狼型魔物たちは、三人の様子が変わったことを察したらしい。


すぐに身体の向きを変え、逃げようとする。


アーガの目が鋭くなった。


「逃がすな!」


リナが片手を上げる。


地面を割り、何本もの蔓が飛び出した。


先頭を走る二頭の脚へ絡みつく。


狼型魔物は鋭い爪を振るい、蔓を引き裂いた。


しかし、ほんの一瞬だけ動きが鈍る。


アーガは、その僅かな隙を逃さなかった。


地面を蹴り、一気に距離を詰める。


短剣が、最初の一頭の前脚を切り裂いた。


狼型魔物は体勢を崩し、勢いよく地面へ転がる。


イータが側面から回り込み、両手で持った木の棒を振り下ろした。


――ゴッ!


狼型魔物の頭蓋へ、鈍い音が響く。


別の一頭は、蔓を飛び越えてリナへ襲いかかった。


リナは後退しない。


指先を強く握り込む。


狼の背後を通り過ぎた蔓が、突然逆方向へ折れ曲がった。


首へ巻きつき、その身体を横へ強引に引きずる。


アーガが振り返り、短剣を狼の脇腹へ深く突き刺した。


血が噴き出し、草地を赤く染める。


残された二頭は、勝てないと判断したらしい。


後方へ退き始めた。


しかし、そのうちの一頭は、まだ人間の腕を口に咥えている。


アーガの目が冷たくなる。


「イータ!」


「はい!」


イータが地面を強く踏み込んだ。


足元の草葉へ、瞬く間に白い霜が広がっていく。


冷気は地面を這い、逃げる狼型魔物へ迫った。


先頭の狼が振り返った瞬間、その四肢が完全に凍りつく。


身体を動かすこともできず、その場へ固定された。


◇ ◇ ◇


しばらくして、周囲には再び静けさが戻った。


草地に残るのは、濃い血の臭いだけだった。


イータは、倒れた狼型魔物たちを見ようとはしなかった。


視線はずっと、地面へ落ちた人間の腕へ向けられている。


「間違いありません。
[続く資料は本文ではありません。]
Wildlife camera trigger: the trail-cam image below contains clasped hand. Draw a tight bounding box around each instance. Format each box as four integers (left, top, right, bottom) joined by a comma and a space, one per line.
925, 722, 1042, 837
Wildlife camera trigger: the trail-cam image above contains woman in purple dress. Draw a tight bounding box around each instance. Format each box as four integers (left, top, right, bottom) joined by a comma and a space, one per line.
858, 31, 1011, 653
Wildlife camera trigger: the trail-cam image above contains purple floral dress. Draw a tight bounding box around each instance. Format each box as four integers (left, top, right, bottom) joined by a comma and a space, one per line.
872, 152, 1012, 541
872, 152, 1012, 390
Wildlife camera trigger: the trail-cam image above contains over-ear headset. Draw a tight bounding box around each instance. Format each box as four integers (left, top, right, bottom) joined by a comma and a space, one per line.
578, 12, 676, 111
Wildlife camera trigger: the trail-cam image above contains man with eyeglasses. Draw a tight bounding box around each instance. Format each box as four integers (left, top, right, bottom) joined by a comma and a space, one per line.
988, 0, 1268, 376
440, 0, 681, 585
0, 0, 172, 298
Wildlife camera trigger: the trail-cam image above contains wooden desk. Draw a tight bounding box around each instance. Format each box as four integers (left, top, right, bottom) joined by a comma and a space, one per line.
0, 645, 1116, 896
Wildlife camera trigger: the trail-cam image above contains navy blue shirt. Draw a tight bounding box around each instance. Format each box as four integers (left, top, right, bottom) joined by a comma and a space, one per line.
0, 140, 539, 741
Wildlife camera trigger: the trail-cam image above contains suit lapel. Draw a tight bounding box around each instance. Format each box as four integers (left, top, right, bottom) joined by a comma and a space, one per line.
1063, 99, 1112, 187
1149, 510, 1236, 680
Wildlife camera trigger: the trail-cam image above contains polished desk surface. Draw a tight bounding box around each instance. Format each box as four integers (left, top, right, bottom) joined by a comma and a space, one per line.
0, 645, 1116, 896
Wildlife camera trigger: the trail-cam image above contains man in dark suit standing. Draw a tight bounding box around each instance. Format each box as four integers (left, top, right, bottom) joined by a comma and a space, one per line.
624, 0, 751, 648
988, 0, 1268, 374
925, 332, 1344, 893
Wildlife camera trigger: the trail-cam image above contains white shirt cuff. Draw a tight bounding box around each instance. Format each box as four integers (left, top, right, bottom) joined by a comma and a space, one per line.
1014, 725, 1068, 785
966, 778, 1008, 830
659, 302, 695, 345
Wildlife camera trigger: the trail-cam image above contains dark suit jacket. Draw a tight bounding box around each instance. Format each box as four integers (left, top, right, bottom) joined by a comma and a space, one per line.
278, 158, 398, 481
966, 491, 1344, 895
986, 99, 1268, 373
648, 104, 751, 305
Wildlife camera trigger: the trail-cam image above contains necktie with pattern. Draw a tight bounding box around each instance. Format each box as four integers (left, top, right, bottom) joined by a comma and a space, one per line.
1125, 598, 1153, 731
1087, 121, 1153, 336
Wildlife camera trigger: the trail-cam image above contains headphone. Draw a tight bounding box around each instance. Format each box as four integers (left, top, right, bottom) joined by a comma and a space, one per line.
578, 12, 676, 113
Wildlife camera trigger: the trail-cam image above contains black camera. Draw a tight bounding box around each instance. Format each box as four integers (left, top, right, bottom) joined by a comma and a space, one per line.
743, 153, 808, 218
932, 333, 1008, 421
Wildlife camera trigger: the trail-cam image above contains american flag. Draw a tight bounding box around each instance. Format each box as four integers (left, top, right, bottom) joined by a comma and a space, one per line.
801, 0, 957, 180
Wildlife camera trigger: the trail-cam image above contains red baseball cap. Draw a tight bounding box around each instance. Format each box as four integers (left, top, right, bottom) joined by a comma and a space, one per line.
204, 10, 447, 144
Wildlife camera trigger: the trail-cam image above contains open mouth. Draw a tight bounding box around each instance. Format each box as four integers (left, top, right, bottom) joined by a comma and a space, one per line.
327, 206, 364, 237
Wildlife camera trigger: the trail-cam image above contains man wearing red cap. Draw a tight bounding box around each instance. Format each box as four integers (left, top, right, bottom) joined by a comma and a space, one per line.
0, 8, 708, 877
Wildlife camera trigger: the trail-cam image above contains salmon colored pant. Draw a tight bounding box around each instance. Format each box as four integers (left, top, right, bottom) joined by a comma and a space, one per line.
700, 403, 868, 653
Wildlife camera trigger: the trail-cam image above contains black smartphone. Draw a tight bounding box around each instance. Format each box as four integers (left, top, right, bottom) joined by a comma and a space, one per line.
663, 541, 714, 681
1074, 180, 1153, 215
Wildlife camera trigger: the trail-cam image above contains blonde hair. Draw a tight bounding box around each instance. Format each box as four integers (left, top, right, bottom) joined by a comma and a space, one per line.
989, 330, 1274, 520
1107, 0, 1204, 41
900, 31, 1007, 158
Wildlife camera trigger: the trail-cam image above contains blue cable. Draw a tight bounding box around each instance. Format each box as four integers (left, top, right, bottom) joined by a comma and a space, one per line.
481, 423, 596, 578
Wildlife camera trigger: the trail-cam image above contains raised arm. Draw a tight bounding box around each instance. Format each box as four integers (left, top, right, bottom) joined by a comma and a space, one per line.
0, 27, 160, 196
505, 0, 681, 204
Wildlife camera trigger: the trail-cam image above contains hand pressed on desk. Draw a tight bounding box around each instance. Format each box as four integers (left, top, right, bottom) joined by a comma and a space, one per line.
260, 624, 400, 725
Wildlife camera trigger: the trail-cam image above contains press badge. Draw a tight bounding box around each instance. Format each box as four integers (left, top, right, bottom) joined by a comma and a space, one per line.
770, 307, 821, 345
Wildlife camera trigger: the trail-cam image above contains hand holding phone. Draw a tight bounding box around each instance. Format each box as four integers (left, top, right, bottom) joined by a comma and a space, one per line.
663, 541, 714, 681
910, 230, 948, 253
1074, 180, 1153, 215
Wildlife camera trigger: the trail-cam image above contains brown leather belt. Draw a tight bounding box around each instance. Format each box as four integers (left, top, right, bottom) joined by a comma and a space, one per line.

隣の……ダニーの家の匂いです」


アーガは、切断された腕を見下ろした。


袖口の布は血に染まり、元の色すら分からない。


だが、切断面は新しかった。


流れ出た血も、まだ完全には固まっていない。


数日前に死んだ人間の、古い死体から持ってきたものではない。


この腕の持ち主は、つい先ほどまで生きていた。


山の麓から風が吹く。


草葉が、ゆっくりと揺れた。


遠方には、暮星城の城壁が変わらず静かに立っている。


まるで、何も起きていないかのように。


アーガの表情が険しくなる。


低い声が、静かな草地へ落ちた。